Pride in London have released the results from a survey which reveals 74% of British LGBT+ people are still unable to live their lives without hiding who they are when doing things that most would consider being a thoughtless occasion. This won’t be newsworthy to most of the LGBT community and to the rest of the world it may seem insignificant but it’s something we ought to be embarrassed about as a country.
Most will agree that attitudes towards the LGBT+ community have evolved in recent years; in most parts of the country, we can agree that tolerance is better than what it was before. It is, however, important to note that tolerance is only half of the battle. In fact, I’d go as far as saying its offensive in itself; acceptance is what we’re aiming for. A culture that doesn’t ‘otherise’ our lifestyles, and erase our experiences. When 74% of LGBT+ respondents in Pride in London’s survey still feel the need to lie about their sexuality or gender identity its safe to say that things being great on paper haven’t had the effect we need on social attitudes.
Social interactions may be a struggle but it’s even more shocking to see that hate crime towards the LGBT+ community in the UK is happening at extraordinary levels with most of it going unreported, and globally we’re still seeing people suffer scandalous acts of evil. This month the Orlando shootings shook the LGBT+ community worldwide, I’m still trying to get my head round it as I type. Sadly it was a reminder of the adversity that people are facing not just in the UK but across the water in countries where social attitudes towards the LGBT+ community are still hostile and, lives are at risk of harm because of the laws or lack of laws in place to protect people.
The issue of acceptance (as opposed to tolerance) became an evident issue on Sky News last week when Owen Jones had the unfortunate experience of being shouted down by two presenters who were persisting that the Orlando shooting was not a homophobic attack despite the fact the LGBT+ were a clear target of the attack at the gay club in Florida.
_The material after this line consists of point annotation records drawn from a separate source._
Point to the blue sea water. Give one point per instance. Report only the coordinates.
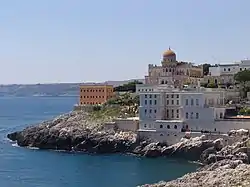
(21, 167)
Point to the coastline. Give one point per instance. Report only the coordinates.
(74, 132)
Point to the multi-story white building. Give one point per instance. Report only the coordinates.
(224, 73)
(166, 111)
(172, 71)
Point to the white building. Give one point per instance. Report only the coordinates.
(224, 73)
(172, 71)
(166, 112)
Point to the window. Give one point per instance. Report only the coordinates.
(197, 115)
(221, 115)
(192, 102)
(197, 102)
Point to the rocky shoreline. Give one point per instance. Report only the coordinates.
(76, 131)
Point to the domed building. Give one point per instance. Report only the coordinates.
(173, 72)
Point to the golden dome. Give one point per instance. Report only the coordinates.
(169, 52)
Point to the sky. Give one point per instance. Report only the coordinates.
(54, 41)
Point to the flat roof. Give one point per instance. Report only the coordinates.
(238, 117)
(169, 121)
(95, 84)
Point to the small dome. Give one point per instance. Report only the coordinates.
(169, 52)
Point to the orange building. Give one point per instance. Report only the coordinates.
(93, 94)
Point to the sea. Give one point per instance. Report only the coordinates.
(23, 167)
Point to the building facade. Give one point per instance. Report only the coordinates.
(166, 112)
(173, 72)
(224, 73)
(94, 94)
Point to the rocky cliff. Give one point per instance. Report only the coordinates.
(224, 165)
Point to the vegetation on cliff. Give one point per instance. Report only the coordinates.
(122, 106)
(129, 87)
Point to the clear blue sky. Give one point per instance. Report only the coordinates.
(96, 40)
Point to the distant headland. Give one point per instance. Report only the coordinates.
(51, 89)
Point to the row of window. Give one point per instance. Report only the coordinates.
(192, 102)
(168, 126)
(150, 111)
(150, 102)
(92, 96)
(91, 103)
(150, 96)
(191, 116)
(172, 96)
(161, 126)
(171, 114)
(95, 90)
(168, 70)
(172, 102)
(145, 90)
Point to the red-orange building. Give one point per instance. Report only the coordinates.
(93, 94)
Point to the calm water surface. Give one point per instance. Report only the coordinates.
(21, 167)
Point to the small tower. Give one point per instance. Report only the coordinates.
(169, 56)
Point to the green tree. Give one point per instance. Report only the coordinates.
(129, 87)
(206, 68)
(212, 85)
(243, 77)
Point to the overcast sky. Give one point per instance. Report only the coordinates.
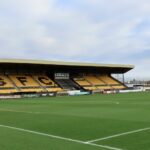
(99, 31)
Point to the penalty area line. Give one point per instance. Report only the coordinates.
(59, 137)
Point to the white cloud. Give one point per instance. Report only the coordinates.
(83, 30)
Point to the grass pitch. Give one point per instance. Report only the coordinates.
(95, 122)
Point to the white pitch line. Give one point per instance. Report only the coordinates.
(18, 111)
(117, 135)
(59, 137)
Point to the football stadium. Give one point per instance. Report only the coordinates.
(50, 105)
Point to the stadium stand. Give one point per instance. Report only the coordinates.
(28, 76)
(6, 86)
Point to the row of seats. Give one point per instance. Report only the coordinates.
(101, 82)
(27, 83)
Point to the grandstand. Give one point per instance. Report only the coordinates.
(29, 76)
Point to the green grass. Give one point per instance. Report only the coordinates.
(81, 118)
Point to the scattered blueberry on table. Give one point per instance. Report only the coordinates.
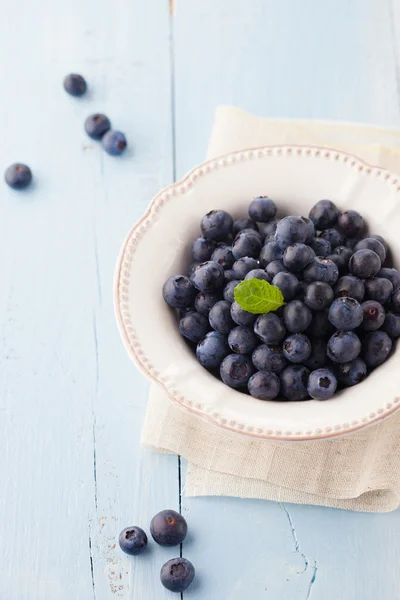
(292, 308)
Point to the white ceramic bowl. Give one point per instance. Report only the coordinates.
(158, 246)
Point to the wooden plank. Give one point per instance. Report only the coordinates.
(71, 402)
(329, 60)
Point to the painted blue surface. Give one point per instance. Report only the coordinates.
(71, 403)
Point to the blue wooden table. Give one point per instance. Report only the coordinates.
(71, 403)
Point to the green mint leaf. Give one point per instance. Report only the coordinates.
(257, 296)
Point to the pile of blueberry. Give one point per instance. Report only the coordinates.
(168, 528)
(342, 301)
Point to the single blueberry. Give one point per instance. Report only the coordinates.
(242, 340)
(202, 249)
(208, 276)
(322, 384)
(97, 125)
(319, 295)
(262, 209)
(269, 358)
(75, 85)
(343, 346)
(194, 326)
(294, 380)
(179, 292)
(287, 283)
(297, 347)
(220, 317)
(364, 264)
(236, 370)
(212, 350)
(296, 316)
(18, 176)
(177, 574)
(216, 225)
(351, 223)
(376, 348)
(168, 528)
(345, 314)
(374, 315)
(270, 328)
(324, 214)
(264, 385)
(350, 286)
(132, 540)
(114, 142)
The interview was yet another example of people who think it’s OK to erase the experiences of the LGBT+ community. For far too long people have insisted that in order for the LGBT+ community to use Pride parades as a way of highlighting community issues, we need to somehow compensate by creating a ‘Straight Pride’, which is both ludicrous and funny all at the same time. I’m afraid some of our so called allies need to realise that listening is the most powerful thing they have to offer. Otherwise, you risk becoming like Julia Hartley-Brewer and you start to silence the concerns of the LGBT+ community at the worst possible time.
Recently I’ve realised I have little time for people who attempt to take over spaces set out to talk about issues that largely affect a certain community. Oddly though, you’d think the same concept would be easily understood by white gay men who largely seem to grasp the need for Pride from 9am-5pm; but then from 6pm-8pm will chant ‘All Lives Matter’ from the top of their voices. I’m not sure if they’re close cousins of the same men who will shout ‘but men get raped too’ halfway through a space set out talk about issues affecting women but either way I’m left frustrated.
Anyone who thinks we’re done can take several seats. We still have so much stand up to here in the UK, abroad and within our own community. When the trans community is having to stand up for what most people would consider basic rights, the black community is still the target of extraordinary amounts of racism, women are still mistreated, and internalised homophobia means we’re still really obsessed with masculinity and heteronormativity I think it’s quite clear we’re far from done.
This year Pride in London will sit on a worldwide stage again, serving as a reminder that the rights of the LGBT+ community are far too often denied, restricted or at risk even in 2016. However, we must not be caught out by forgetting the many intersections of our community, who are facing an even bigger upward struggle within and outside of the LGBT+ community. So when you’re out there celebrating this year at Pride in London, Pride in the Park or UK Black Pride this weekend, have fun, but bear in mind what this all stands for.